間違ったことを書いていましたら、大変申し訳ございません。

マイクロサービスアーキテクチャは、大規模なシステムを複数の小さなサービスに分割し、独立して開発・運用するための設計思想です。
しかし、単にサービスを分けるだけでは、すぐに「複雑でメンテナンス困難な分散モノリス」になってしまいます。

本記事では、マイクロサービスを“本来の形”で運用するための 設計原則7つ を紹介します。
特に「疎結合」と「高凝集」をキーワードに、アーキテクト視点で整理しました。

単一責任原則(Single Responsibility Principle)

各マイクロサービスは 「1つの明確な業務責任」 に集中する必要があります。
例えば、ユーザー管理、支払い処理、通知管理などを1つのサービスにまとめてはいけません。

❌ 悪い例:UserServiceが認証・通知・課金も担当している
✅ 良い例:AuthService / NotificationService / PaymentService に分割

判断基準

  • 「サービス名に“and”が入る」なら分けた方がいい
  • 「別チームでも独立開発できるか?」を基準にする

疎結合を保つ(Loose Coupling)

マイクロサービス間の依存関係を最小限にすることは、可用性とスケーラビリティの鍵です。

💡 ポイント

  • 直接的なデータベース共有は避ける(サービスごとに独自のDBを持つ)
  • APIやメッセージキューを介してのみ通信する
  • 他サービスの内部構造を知る必要がない設計にする

🔄 通信方式の選び方

  • 同期通信(HTTP/gRPC):即時応答が必要な処理(例:ログイン)
  • 非同期通信(メッセージキュー):遅延してもよい通知・集計系(例:メール送信、イベント処理)

高凝集なサービス設計(High Cohesion)

疎結合だけではなく、サービス内部は凝集度を高く保つことが重要です。
つまり、「関連するロジックやデータ」を1つのサービス内に閉じ込めること。

💬 例:UserServiceは、ユーザー登録・更新・削除を全て自分で完結できるべき
凝集度が高いほど、他のサービスに依存せず、機能変更がローカルで完結します。
これにより、リリース速度と保守性が向上します。

独立したデプロイとスケール(Independent Deployability)

マイクロサービスの強みは「個別デプロイと個別スケーリング」にあります。

  • トラフィックが多いサービス(例:検索API)は水平スケール
  • 変更頻度の高いサービスは独自のCI/CDを設定
  • 小さな修正をロールアウトする際も全体停止を避けられる
    これを実現するためには、コンテナ化(Docker) と オーケストレーション(Kubernetes) が事実上の標準です。

明確な契約(API契約の明示化)

マイクロサービス間は「API契約(Interface Contract)」によって結ばれます。
この契約を明示的に管理しないと、変更のたびに通信エラーや仕様ずれが発生します。

💡 ベストプラクティス

  • OpenAPI (Swagger) や gRPC の .proto ファイルで仕様を明示
  • バージョニング(例:/api/v1/users)を明確に
  • 破壊的変更は慎重に行う

API契約 = サービス間の「約束書」
仕様が曖昧なまま進めると、分散モノリスへの第一歩になります。

データの独立性(Database per Service)

マイクロサービス間で同じデータベースを共有するのはアンチパターンです。
各サービスが自分専用のデータストアを持つことで、

  • スキーマ変更が他サービスに影響しない
  • サービス単位で最適なDBを選べる(例:全文検索ならElasticsearch)
    必要に応じて、「イベント駆動でデータ同期」や「CQRSパターン」を組み合わせると良いです。

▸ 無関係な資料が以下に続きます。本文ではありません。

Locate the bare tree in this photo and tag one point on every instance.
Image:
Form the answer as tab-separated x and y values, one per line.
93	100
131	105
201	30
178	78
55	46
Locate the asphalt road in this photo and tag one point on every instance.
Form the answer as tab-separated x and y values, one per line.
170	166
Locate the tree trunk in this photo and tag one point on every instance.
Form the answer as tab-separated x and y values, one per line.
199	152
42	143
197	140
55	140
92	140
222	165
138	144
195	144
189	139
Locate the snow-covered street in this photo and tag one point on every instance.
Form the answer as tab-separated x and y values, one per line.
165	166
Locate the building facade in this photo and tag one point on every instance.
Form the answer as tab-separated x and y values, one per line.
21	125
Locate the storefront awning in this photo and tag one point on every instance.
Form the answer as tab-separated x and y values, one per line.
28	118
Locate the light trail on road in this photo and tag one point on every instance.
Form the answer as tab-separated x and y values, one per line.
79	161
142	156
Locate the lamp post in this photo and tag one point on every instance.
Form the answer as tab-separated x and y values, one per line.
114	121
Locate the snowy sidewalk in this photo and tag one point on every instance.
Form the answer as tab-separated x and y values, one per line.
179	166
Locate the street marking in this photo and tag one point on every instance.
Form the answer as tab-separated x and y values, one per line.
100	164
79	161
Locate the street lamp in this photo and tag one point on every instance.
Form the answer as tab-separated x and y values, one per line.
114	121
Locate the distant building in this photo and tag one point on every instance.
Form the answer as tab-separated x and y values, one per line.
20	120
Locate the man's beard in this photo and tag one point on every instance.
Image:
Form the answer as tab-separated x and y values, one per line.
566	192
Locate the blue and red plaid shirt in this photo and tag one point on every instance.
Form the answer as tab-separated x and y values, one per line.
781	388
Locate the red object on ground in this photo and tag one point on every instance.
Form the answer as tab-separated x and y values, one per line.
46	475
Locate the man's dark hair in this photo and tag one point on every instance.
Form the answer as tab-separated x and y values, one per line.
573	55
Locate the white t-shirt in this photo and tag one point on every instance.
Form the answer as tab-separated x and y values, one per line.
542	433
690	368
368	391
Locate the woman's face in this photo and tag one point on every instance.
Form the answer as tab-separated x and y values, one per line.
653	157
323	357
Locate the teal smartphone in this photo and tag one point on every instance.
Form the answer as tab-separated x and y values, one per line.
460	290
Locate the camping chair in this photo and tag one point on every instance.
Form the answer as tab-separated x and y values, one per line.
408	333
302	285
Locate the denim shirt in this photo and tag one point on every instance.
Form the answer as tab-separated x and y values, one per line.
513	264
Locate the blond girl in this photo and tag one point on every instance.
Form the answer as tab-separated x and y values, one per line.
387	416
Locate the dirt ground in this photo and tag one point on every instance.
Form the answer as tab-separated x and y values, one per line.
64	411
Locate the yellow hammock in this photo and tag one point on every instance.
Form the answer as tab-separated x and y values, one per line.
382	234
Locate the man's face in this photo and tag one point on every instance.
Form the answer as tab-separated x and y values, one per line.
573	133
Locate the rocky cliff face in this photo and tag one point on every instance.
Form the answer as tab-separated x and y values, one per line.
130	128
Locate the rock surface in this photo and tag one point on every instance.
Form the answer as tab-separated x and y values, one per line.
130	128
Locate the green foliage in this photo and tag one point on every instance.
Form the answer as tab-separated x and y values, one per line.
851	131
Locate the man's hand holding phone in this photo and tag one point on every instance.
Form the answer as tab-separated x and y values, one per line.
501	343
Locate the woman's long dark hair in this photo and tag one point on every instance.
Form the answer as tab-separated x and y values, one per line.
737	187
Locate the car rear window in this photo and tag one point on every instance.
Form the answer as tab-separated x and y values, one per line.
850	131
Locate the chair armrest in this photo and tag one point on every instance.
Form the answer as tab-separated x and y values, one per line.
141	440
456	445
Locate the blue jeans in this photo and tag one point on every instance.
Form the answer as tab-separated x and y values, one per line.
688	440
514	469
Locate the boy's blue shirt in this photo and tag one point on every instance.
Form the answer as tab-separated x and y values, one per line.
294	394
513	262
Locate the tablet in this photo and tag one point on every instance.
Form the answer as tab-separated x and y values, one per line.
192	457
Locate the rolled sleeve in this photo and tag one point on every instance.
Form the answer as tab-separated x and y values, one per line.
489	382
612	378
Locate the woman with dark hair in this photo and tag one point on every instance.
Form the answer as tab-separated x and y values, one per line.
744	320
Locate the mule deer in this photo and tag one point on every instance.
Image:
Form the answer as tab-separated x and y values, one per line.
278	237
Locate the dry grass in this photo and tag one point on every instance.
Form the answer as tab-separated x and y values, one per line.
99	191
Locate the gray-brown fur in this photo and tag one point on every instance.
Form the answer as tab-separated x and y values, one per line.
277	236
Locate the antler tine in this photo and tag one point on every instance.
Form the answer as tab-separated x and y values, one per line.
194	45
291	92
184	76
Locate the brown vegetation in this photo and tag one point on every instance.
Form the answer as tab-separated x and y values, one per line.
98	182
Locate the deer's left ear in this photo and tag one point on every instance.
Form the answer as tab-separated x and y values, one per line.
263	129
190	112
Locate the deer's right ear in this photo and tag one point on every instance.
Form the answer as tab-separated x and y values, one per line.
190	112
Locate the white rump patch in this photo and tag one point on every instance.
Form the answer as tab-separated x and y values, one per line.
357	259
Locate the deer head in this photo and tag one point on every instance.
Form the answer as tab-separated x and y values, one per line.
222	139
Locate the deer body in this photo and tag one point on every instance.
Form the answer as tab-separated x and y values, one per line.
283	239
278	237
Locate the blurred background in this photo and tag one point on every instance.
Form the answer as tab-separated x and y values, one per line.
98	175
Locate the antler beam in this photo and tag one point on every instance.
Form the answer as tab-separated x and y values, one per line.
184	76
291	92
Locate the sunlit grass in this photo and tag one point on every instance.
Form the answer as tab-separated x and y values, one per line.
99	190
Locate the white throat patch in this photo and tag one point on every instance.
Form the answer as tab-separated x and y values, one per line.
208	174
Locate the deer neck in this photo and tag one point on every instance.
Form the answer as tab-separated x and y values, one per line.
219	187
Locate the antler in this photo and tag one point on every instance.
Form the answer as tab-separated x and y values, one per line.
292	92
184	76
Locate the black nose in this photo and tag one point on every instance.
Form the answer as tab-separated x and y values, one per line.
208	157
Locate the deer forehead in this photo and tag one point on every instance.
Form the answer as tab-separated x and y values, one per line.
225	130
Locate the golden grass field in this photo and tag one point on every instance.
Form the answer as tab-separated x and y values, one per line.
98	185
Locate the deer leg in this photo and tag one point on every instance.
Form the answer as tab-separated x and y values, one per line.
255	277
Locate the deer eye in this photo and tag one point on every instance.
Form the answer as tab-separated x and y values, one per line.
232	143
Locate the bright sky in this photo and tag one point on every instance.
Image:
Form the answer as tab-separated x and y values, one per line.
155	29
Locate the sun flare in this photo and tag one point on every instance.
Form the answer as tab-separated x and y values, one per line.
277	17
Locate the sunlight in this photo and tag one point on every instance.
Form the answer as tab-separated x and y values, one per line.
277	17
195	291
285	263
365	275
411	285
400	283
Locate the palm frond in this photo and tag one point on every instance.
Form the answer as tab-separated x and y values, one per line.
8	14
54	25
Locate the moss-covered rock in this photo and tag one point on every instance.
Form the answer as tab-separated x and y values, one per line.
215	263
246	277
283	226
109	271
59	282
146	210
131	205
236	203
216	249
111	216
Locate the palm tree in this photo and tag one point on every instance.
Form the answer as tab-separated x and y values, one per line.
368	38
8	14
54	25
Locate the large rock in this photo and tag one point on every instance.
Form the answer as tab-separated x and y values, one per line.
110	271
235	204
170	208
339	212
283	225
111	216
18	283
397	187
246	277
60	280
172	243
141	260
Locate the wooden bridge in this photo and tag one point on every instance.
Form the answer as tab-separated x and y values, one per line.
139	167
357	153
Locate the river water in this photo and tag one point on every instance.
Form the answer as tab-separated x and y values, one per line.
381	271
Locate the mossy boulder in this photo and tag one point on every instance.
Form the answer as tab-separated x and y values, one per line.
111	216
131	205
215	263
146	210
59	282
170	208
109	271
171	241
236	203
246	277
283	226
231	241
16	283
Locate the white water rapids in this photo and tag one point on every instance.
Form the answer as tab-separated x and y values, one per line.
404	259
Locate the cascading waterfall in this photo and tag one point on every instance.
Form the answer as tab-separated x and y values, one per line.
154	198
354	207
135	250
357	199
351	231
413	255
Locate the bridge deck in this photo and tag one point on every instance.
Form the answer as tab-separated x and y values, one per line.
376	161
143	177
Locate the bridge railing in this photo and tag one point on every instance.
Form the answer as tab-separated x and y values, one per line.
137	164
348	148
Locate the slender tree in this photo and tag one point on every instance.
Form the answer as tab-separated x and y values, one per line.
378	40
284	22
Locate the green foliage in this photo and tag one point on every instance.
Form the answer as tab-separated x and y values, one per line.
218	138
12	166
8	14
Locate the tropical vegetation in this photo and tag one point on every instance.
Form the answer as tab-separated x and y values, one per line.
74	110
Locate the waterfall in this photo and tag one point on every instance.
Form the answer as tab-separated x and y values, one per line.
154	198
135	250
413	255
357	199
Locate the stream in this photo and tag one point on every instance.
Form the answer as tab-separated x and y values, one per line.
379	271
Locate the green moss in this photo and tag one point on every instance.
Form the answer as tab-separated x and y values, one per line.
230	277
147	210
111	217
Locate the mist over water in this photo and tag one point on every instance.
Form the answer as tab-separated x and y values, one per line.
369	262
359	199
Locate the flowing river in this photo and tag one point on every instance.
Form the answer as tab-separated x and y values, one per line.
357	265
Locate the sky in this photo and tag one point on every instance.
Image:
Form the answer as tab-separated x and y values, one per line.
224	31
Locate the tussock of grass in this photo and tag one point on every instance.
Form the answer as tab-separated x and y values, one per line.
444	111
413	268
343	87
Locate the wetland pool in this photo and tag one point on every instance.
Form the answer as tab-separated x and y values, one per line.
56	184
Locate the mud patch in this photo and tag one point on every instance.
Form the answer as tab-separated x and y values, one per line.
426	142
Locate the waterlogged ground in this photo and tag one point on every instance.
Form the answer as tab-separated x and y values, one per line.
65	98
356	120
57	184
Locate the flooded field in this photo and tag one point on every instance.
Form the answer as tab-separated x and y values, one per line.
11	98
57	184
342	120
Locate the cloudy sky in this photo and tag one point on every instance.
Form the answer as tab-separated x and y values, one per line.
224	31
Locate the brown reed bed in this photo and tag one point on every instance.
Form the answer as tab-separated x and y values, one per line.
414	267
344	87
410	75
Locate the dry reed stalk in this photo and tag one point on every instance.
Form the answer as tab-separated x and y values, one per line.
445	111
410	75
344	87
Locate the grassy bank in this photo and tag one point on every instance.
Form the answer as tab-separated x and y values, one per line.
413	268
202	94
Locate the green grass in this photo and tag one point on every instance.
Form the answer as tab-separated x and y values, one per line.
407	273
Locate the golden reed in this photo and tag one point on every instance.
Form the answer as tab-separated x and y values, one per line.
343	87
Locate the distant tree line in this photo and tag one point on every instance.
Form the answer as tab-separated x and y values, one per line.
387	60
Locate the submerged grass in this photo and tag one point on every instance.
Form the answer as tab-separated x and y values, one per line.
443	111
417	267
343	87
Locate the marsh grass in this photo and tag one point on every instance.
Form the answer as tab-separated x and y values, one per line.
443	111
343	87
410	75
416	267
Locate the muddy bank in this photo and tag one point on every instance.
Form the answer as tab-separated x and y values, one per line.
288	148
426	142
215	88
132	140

観測性とフェイルセーフ設計(Observability & Resilience)

分散したシステムでは、障害は“想定内”です。
したがって、可視化と自己防衛の仕組みが欠かせません。

✅ 推奨プラクティス

  • ログ集約:Elasticsearch + Kibana(もしくはCloudWatch)
  • トレース管理:OpenTelemetryやJaegerでリクエスト経路を可視化
  • フォールバック:Circuit Breaker パターン(例:Resilience4j)で連鎖障害を防ぐ
    「どこで遅延しているか」「どのサービスが落ちたか」を即座に特定できる構成が理想。

まとめ

原則 目的
1. 単一責任 役割を明確にする
2. 疎結合 他サービスへの依存を減らす
3. 高凝集 内部完結で保守性を上げる
4. 独立デプロイ 柔軟なスケールと更新
5. API契約 明確な通信ルール
6. データ独立性 スキーマ衝突を防ぐ
7. 観測性 障害時にすぐ対応できる

おわりに

マイクロサービスは「万能」ではありません。
むしろ、適切な設計原則とチーム体制がなければ、分散した混沌を生み出します。

まずは、

  • 3〜5個の小さなサービスで構成
  • 明確なAPI契約と責任範囲
  • ログと監視の仕組み

を意識して設計するだけで、システムは格段に安定します。